What is fintech? It is a relatively new term that even some of the more experienced investors don’t have a clue as to what it is or what it is about. It is something that you can hear media outlets and technology groups talk about. However, it is a word that a lot of investors don’t have a handle on. One thing is for certain though is that it is something that affects all aspects of society, and how people do business.
So, what is fintech? By definition, it is a term that is often applied to a segment of the technology startup industry that involves money transfers, fundraising, mobile payments, loans, and asset management. It is the abbreviation for financial technology, and its application encompasses several business segments. A lot of fintech companies use mobile technologies, analytics, and big data to develop products targeting different sectors.
Fintech uses technology to provide better financial services and sometimes in a highly disruptive manner. It changes how companies interact with their customers. And because of the proliferation of fintech, it brings lots of positive effects on society in general, which include lower prices paid by customers, wider access to financial services, and increased competition. A major focus of recent has been to push towards providing financial services to the unbanked. A large number of start up have come up with innovative way with which to bring general services to the poorest of the poor in order to enrich their lifes.
After learning what fintech is, the next thing you need to know is who uses it. Both traditional and startup financial companies are actively utilizing fintech. Most of the startups don’t look like traditional insurance companies or banks. They usually provide targeted solutions, instead of the one-stop-shop business model of traditional financial institutions. Most of the startups are based in tech hubs across the globe such as New York, San Francisco, London, Singapore, and Berlin. They employ people with non-financial skillsets, such as engineering, IT, or computer science. Traditional financial institutions invest in fintech and integrate it into their existing services. Others invest in fintech startups or start their own fintech incubators.

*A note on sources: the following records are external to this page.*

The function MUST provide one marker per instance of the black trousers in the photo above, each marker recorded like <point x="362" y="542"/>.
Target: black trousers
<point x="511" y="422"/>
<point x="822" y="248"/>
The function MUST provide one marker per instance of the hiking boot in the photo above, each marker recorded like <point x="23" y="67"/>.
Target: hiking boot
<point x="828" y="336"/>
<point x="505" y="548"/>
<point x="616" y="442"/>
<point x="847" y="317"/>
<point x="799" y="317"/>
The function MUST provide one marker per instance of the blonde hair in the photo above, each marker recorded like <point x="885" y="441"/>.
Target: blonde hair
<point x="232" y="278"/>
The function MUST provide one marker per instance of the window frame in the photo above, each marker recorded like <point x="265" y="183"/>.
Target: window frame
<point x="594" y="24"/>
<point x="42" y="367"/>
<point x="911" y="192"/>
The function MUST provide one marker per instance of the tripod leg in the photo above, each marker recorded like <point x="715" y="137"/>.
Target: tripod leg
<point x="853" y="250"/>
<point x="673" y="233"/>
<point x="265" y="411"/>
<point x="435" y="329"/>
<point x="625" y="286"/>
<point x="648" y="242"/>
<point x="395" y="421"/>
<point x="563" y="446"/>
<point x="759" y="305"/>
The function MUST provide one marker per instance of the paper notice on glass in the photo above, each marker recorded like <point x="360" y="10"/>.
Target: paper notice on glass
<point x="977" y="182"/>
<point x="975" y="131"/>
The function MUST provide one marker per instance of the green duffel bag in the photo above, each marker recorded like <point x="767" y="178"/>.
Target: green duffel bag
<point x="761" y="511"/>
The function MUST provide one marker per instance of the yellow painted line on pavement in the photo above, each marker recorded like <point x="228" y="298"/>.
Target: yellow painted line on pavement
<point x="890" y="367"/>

The regulation of fintech startups is the subject of many debates. The problem is that some people who don’t know what fintech is are the ones wanting to control it. Keep in mind that startups don’t operate like a full-service bank or any other financial institution, and that’s the reason why they are not subject to the same rules and regulations that govern the traditional institutions. In many cases, startups and the technology they have developed skirt the parameters of the rules which govern regulated products, as such, regulators are often left with the hard task of deciding what is a regulated product and what is not.
Only time can tell as to when policymakers can understand what is fintech, and how the startups operate. And when that time comes, expect fintech startups to be heavily regulated just like other financial service providers.